Case ID: f-appx_524/html/0529-01.html
Source: Caselaw Access Project
Author: {"author": "PER CURIAM:", "license": "Public Domain", "url": "https://static.case.law/"}
Date Created: 2024-08-24T03:29:51.129683

Marcela ELEJALDE, Jose Camel Bedoya, Angela M. Bedoya, Camel A. Bedoya, Astrid Isabella Elejalde Porras, Khalid Mehmood, Juan Felipe Martinez Elejalde, Petitioners, v. U.S. ATTORNEY GENERAL, Respondent.
    No. 12-13813
    Non-Argument Calendar.
    United States Court of Appeals, Eleventh Circuit.
    July 26, 2013.
    Efrain Alsina, Law Office of Efrain Alsi-na, Orlando, FL, for Petitioners.
    
      Juria L. Jones, Dara Smith, David V. Bernal, Eric Holder, Jr., Krystal Samuels, U.S. Department of Justice Office of Immigration Litigation, Washington, DC, Nicole Guzman, DHS, Office of Chief Counsel, Orlando, FL, for Respondent.
    Before MARCUS, KRAVITCH, and EDMONDSON, Circuit Judges.
   PER CURIAM:

Colombian sisters, Marcela Elejalde (“Elejalde”), and Astrid Isabella Elejalde Porras (“Porras”) (collectively, “petitioners”) filed a petition for review of the BIA’s order affirming the IJ’s denial of withholding of removal and CAT relief.

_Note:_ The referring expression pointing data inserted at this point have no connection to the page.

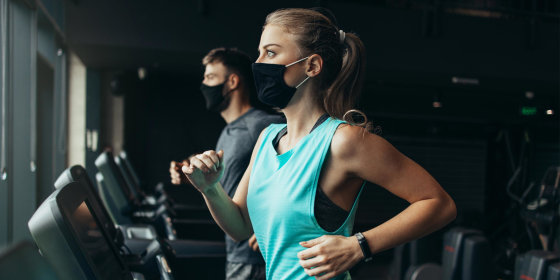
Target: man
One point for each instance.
(228, 88)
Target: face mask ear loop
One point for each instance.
(303, 81)
(298, 61)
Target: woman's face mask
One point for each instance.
(271, 87)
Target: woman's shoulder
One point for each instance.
(351, 140)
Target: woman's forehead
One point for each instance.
(278, 35)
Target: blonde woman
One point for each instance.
(300, 191)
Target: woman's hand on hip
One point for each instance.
(329, 255)
(205, 170)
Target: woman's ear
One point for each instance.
(233, 81)
(314, 65)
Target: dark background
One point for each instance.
(414, 49)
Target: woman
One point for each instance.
(300, 191)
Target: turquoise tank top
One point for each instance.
(281, 199)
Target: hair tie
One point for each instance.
(342, 36)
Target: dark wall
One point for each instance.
(165, 119)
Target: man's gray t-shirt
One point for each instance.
(237, 140)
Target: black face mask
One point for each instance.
(215, 99)
(271, 87)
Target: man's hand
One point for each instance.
(205, 170)
(177, 175)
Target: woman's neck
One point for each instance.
(301, 115)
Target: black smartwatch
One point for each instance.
(365, 247)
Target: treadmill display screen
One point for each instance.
(95, 243)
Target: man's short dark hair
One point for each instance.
(236, 62)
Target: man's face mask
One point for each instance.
(216, 100)
(271, 87)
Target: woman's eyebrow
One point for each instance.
(269, 45)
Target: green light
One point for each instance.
(528, 111)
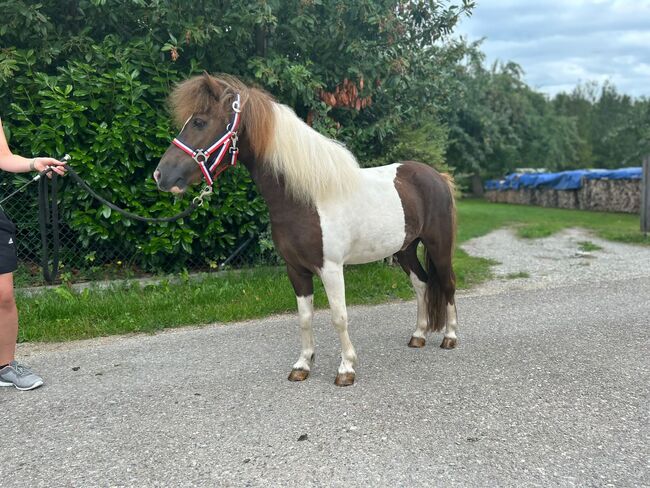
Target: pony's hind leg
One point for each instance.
(304, 287)
(449, 341)
(408, 260)
(332, 276)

While petitioners’ appeal was pending in this Court, the BIA granted a motion to reopen Porras’s removal proceeding for her and her family. Because a final order of removal no longer exists for Porras, we dismiss the petition with prejudice on Por-ras and proceed only on Elejalde.

Briefly stated, the petition presents two issues:

1. Whether substantial evidence supports the BIA’s affirmance of the IJ’s adverse-credibility findings.
2. Whether substantial evidence supports the BIA’s affirmance of the IJ’s finding that Elejalde had not been subjected to past persecution, and even if the incidents did amount to persecution, fundamental changes in circumstances showed that a clear probability of future persecution no longer exists.

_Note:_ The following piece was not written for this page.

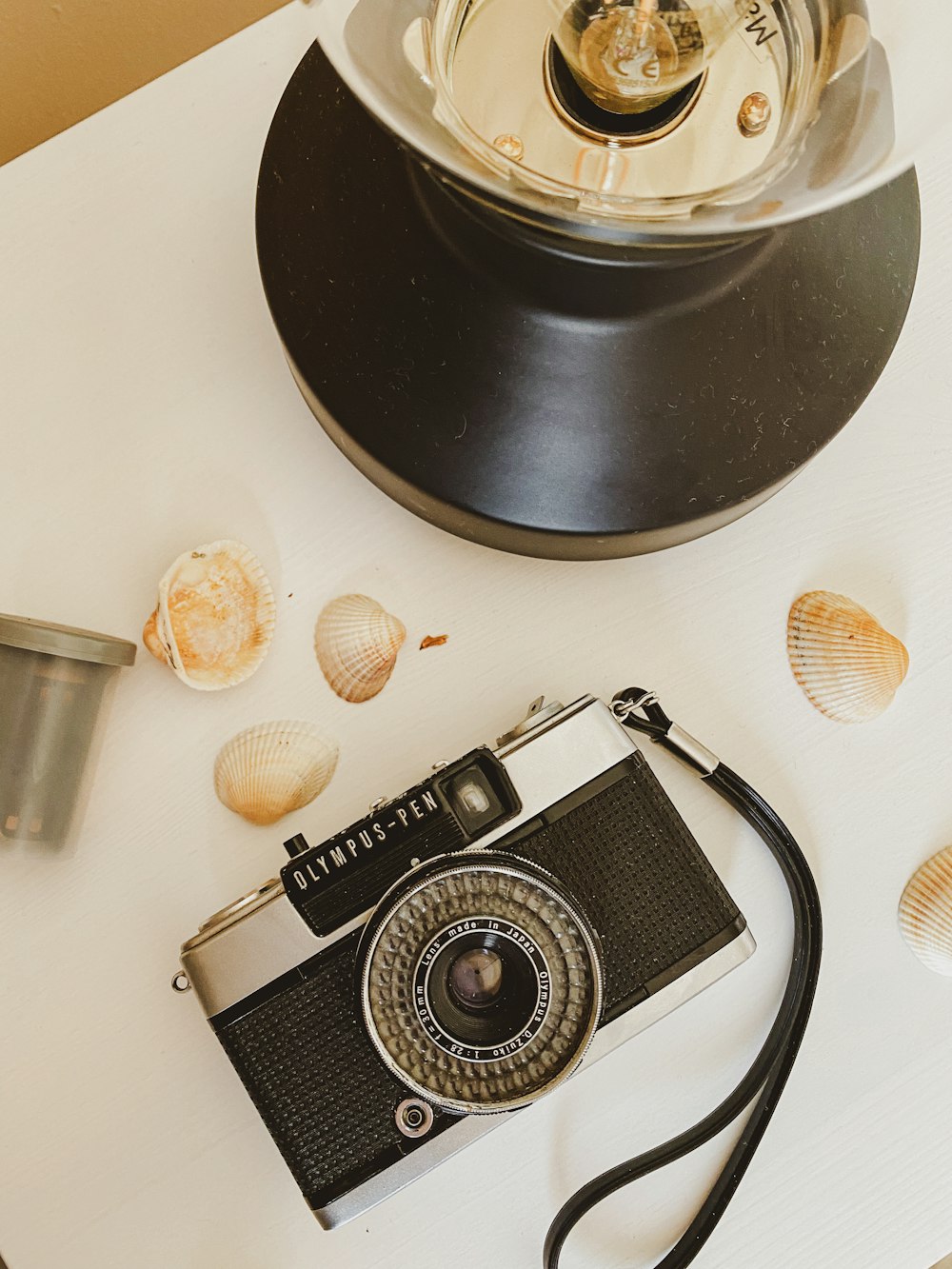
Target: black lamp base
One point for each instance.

(Elejalde has abandoned her claim for CAT relief.)

Substantial evidence supports the BIA’s adverse-credibility determination, as the BIA cited convincing, specific inconsistencies and omissions in the petitioners’ testimony and applications; and the BIA addressed Elejalde’s explanations for those inconsistencies and omissions. Furthermore, even if we were to presume Elejalde’s credibility, Elejalde failed to establish past persecution on account of a statutory ground: even though she was subjected to misconduct that could constitute persecution, she did not establish that the misconduct was on account of her political opinion or any other statutorily protected ground for withholding of removal. Cf. Sanchez Jimenez v. U.S. Att’y. Gen., 492 F.3d 1223 (11th Cir.2007) (a less ambiguous record on the point of FARC’s responsibility).

That evidence in the record might support conclusions other than those reached by the BIA is not enough.

PETITION DISMISSED IN PART AND DENIED IN PART. 
      
      . Elejalde's family also are petitioners in this case, and they relied on Elejalde’s application for their claims for withholding of removal and CAT relief and were similarly denied such relief.
     
      
      . The motion to dismiss the petition with prejudice as to Petitioner Astrid Isabella Elejalde-Porras is GRANTED. Ms. Porras shall bear her own attorney's fees, costs, and expenses.